Even worse for Allison is that the Nottingham WPL is increasing with the change in financial year, as was set out when it was brought in. The WPL was introduced in preference to such alternatives as a congestion charge, which in London was going to cause businesses to leave in droves, but then they didn’t. The WPL is going to fund public transport improvements in Nottingham.

The city is in a unique position: its local bus services are still run by the council, and there is therefore no problem with providing Park and Ride (P+R) services, or co-ordinating routes with the city’s tram system, the main beneficiary of the WPL. All this is anathema to the TPA: no free marketeer can agree with co-ordinated public transport, except of course in London where most of them work.

So out come the claims that businesses are being driven from the city because of the WPL, which this year stands at £334 per parking space per annum. That employers could cut back the number of spaces and encourage workers to use the P+Rs that ring the city centre is not allowed to enter. When Allison bleats “driving to work is the only viable option”, he is being disingenuous.

The WPL is not levied on parking spaces used by disabled blue badge holders. Most other employees can use public transport, or drive as far as the nearest P+R. The city centre benefits from lower traffic levels – remember, car usage in London has been falling for a while – and therefore a more pleasant environment. And new tram routes bring a very popular service to more of the population.

Whenever the Netherlands’ car owning population complains about motorway traffic jams – and the Amsterdam ring has them every working day – or baulks at parking charges or one-way systems and pedestrian streets, the response is a shrug and “you have a public transport alternative”. Nottingham is the least car dependent city in the UK. Because there is a credible public transport alternative.

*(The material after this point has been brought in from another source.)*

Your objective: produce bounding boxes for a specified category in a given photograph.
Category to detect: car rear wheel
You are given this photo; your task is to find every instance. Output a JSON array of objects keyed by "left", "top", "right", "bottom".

Andrew Allison and the TPA think this is wrong. Except it’s they who are out of step.

1 comment:

  1. While I abhor most of what bilge the TPA spit out, they are not wholly in the wrong about this. The Workplace Parking Levy is not a bad proposal in theory, and it is providing a much needed new extension to the tram route, but the transport infrastructure in Nottingham does not provide a realistic alternative for many commuters.

    For example, one of the biggest employers in Nottingham is Boots support office in Beeston. Once the WPL came into action, they passed that levy directly onto the employees. Of course, you'd say, 'get the bus instead', but the P&R service that serves the Beeston site was already massively oversubscribed. You would sometimes have to wait for 2 or 3 packed buses to pass before you could find one to squeeze on to. And this service has hardly been expanded since. Not to mention that the tram extension will not even extend to the Boots site!

    The council run Nottingham City Transport is usually fantastic, but there were a lot of things to put right before the WPL came into being. One of the things you need to ask is, why on earth does the 'least car dependent city in the UK' even need a levy on car parking spaces?! It doesn't help the opinion in Notts that the council are just money grabbing bastards.